Chronic neuropathic pain, such as allodynia, defined as painful sensation to usually non-painful stimuli, is mediated by pathologically activated glial cells residing in both sensory dorsal root ganglia (DRG) and in the spinal cord. These cells secrete the pro-inflammatory factors, IL-1b and TNF-a, as well as chemokines, such as CCL2, that attract circulating leukocytes to the DRG and spinal cord regions. These leukocytes cross the blood-nerve and -spinal barriers, a process facilitated by the activation of the b-2 (b2)-integrin, lymphocyte function-associated antigen-1 (LFA-1), providing an additional source of IL-1b and TNF-a exacerbating neuronal pain signaling processes. Underlying factors that may predispose individuals to allodynia are generally not well recognized. Increasing evidence indicates that prenatal alcohol exposure (PAE) can produce long-lasting alterations to immune function and neuroimmune interactions, increasing the risk for a number of chronic immunologic disorders such as diabetes and rheumatoid arthritis. Specifically, PAE is thought to pathologically prime immune-like glial cells (satellite cells, astrocytes and microglia) disrupting their nutritive role in support of neuronal function during development and into adulthood. Whether PAE leads to heightened and enduring glial reactivity throughout adulthood leading to aberrant neuroimmune signaling is not well understood. The objective of this proposal is to examine whether moderate PAE can heighten allodynic responses in adult offspring using a well-established rodent model of chronic peripheral neuropathic pain, and by applying this model system, to understand underlying PAE-related aberrant neuroimmune interactions. Our overarching hypothesis states that: PAE produces chronic gliopathy and DRG and spinal leukocyte accumulation that mediate pathological pain in rats.

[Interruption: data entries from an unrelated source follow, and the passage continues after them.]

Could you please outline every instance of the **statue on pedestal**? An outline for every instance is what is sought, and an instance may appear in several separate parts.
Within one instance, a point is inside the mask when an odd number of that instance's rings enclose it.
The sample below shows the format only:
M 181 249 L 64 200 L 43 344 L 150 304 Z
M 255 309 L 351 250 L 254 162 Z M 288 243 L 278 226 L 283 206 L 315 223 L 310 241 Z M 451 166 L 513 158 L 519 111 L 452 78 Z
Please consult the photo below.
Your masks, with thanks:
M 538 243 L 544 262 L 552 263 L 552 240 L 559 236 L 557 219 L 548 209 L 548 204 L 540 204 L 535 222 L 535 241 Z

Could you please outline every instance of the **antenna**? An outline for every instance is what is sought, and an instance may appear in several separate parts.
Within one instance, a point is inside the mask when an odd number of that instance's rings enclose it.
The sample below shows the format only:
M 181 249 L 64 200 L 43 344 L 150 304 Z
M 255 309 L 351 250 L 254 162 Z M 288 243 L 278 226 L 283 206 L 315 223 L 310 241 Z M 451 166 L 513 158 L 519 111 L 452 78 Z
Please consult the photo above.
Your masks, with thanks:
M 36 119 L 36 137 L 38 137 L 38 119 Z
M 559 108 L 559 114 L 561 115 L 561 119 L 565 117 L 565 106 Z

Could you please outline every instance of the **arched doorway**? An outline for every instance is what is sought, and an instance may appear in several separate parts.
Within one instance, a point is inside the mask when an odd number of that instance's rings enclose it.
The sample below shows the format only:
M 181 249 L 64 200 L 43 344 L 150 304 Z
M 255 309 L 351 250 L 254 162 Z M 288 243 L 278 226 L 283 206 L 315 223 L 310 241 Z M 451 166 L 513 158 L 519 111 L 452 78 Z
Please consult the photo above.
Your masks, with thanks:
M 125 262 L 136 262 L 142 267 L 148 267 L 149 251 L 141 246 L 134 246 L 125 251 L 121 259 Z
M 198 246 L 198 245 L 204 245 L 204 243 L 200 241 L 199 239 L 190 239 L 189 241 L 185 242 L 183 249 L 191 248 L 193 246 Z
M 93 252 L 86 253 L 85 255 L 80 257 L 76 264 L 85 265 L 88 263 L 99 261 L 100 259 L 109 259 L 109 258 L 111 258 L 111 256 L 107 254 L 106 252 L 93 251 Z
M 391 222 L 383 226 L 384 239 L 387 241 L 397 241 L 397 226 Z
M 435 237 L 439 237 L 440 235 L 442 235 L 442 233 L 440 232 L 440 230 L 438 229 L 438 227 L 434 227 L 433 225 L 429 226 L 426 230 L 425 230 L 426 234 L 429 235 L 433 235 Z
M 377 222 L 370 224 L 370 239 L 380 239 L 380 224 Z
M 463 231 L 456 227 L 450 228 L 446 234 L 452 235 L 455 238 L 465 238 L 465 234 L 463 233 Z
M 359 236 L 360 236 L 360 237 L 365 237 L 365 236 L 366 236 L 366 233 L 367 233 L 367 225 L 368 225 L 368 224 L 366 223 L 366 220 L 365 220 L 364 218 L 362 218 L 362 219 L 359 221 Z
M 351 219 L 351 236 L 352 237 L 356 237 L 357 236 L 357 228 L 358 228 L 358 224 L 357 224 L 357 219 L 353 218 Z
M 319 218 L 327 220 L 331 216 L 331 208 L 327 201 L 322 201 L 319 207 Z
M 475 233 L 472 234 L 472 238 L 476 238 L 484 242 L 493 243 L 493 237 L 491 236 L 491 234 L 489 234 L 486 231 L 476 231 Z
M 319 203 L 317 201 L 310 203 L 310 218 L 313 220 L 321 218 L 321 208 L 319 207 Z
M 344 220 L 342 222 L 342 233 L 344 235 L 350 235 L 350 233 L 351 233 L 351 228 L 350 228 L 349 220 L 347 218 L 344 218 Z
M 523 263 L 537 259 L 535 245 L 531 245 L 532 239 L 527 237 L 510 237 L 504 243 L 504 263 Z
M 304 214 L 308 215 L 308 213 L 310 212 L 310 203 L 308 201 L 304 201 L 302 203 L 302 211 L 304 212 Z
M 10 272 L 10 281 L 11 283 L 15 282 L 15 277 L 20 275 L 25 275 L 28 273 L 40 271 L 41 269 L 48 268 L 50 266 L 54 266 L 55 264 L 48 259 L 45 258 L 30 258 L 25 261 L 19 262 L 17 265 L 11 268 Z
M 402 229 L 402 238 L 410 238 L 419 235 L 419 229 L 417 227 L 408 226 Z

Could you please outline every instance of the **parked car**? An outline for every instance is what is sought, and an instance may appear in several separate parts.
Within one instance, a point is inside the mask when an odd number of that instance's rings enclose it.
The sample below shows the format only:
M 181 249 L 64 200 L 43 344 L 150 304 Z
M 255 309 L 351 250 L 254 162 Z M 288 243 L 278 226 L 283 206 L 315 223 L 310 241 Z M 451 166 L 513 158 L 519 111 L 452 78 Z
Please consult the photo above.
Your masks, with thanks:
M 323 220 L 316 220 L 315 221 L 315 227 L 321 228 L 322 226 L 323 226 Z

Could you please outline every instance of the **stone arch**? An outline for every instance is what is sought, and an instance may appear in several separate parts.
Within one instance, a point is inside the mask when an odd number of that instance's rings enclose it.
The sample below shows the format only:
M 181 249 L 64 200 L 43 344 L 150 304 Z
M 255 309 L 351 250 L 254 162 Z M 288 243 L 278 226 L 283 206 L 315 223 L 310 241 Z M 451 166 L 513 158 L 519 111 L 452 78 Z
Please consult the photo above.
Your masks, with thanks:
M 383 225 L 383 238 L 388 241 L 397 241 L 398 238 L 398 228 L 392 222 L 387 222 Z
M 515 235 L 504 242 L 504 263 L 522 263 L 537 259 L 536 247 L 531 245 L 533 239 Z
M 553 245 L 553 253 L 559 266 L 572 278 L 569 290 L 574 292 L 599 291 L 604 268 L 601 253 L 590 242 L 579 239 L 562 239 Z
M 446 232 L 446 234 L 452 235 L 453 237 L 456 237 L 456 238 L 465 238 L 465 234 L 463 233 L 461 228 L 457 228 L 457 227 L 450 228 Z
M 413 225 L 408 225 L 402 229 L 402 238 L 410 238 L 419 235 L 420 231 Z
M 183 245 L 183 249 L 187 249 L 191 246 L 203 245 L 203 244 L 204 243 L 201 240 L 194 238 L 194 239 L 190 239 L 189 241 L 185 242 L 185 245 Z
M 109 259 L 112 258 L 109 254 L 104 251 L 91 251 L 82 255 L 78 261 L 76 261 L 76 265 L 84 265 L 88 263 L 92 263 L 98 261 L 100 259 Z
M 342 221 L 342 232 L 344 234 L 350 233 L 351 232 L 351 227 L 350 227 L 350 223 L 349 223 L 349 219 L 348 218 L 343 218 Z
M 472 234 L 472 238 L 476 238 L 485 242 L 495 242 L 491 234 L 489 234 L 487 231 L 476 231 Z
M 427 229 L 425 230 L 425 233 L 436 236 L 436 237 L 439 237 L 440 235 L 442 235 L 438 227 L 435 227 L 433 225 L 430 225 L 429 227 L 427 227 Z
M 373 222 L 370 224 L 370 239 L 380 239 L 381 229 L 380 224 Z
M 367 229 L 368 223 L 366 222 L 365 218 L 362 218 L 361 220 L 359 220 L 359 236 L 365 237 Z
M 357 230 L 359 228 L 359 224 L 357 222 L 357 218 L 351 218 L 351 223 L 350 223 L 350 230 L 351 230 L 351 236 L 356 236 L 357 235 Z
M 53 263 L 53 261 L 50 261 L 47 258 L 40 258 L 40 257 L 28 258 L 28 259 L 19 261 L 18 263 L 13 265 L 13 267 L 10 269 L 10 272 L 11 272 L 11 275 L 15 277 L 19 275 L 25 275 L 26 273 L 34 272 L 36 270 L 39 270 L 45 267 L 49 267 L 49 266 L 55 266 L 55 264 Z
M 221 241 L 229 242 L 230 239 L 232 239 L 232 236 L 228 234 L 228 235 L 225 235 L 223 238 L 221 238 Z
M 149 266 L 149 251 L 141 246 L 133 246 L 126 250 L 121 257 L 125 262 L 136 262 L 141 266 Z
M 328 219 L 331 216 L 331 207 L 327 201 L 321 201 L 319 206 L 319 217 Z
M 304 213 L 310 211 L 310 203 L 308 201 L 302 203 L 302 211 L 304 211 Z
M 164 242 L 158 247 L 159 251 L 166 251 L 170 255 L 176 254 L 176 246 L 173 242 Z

The Specific Aims of the proposal are to: (1) identify the magnitude and role of DRG & spinal leukocyte accumulation in the development of neuropathic pain in adult PAE rats, and (2) identify the DRG and spinal cytokine/chemokine, glial activation and b2-integrin expression profile in PAE neuropathic rats. The studies could provide novel insights into whether an adverse in utero environment intersects with vulnerability to developing adult onset allodynia, as well identifying potential neuroimmune makers for discerning vulnerability to neuropathological pain, and more broadly, to disorders with an underlying neuroinflammatory component. These studies could also inform future studies targeting the development of interventional approaches for the amelioration of neuropathic pain in individuals predisposed to this chronic disabling neurologic disorder.
Fetal alcohol spectrum disorders occur following ethanol exposure during pregnancy and are a major public health problem. Moderate fetal alcohol exposure (FAE) can lead to subtle characteristics such as cognitive and behavioral deficits that persist through adulthood. The effects of FAE on the developing central nervous system (CNS), including glial cells are significant, as glia become dysfunctional for neuronal support. However, glia, as immune-like cells produce proinflammatory cytokines like interaluekin-1b (IL-1b) and tumor necrosis factor- alpha (TNF-a) that can lead to neuropathology. Whether FAE leads to chronic gliopathy that in turn, generates adult-onset chronic CNS neuroimmune aberrant signaling is not well understood. Chronic neuropathic pain (allodynia; non-pain light touch coded as painful) is mediated by glially-derived IL-1b TNF-a and CCL2 cytokines/chemokines (chemo-tactic signaling cytokines) that induce peripheral immune cell trafficking into sensory ganglia and spinal cord. The goal of the proposed study is to examine allodynia as a model system to understand potential neuroimmune mechanisms underlying chronic disease due to prenatal alcohol exposure.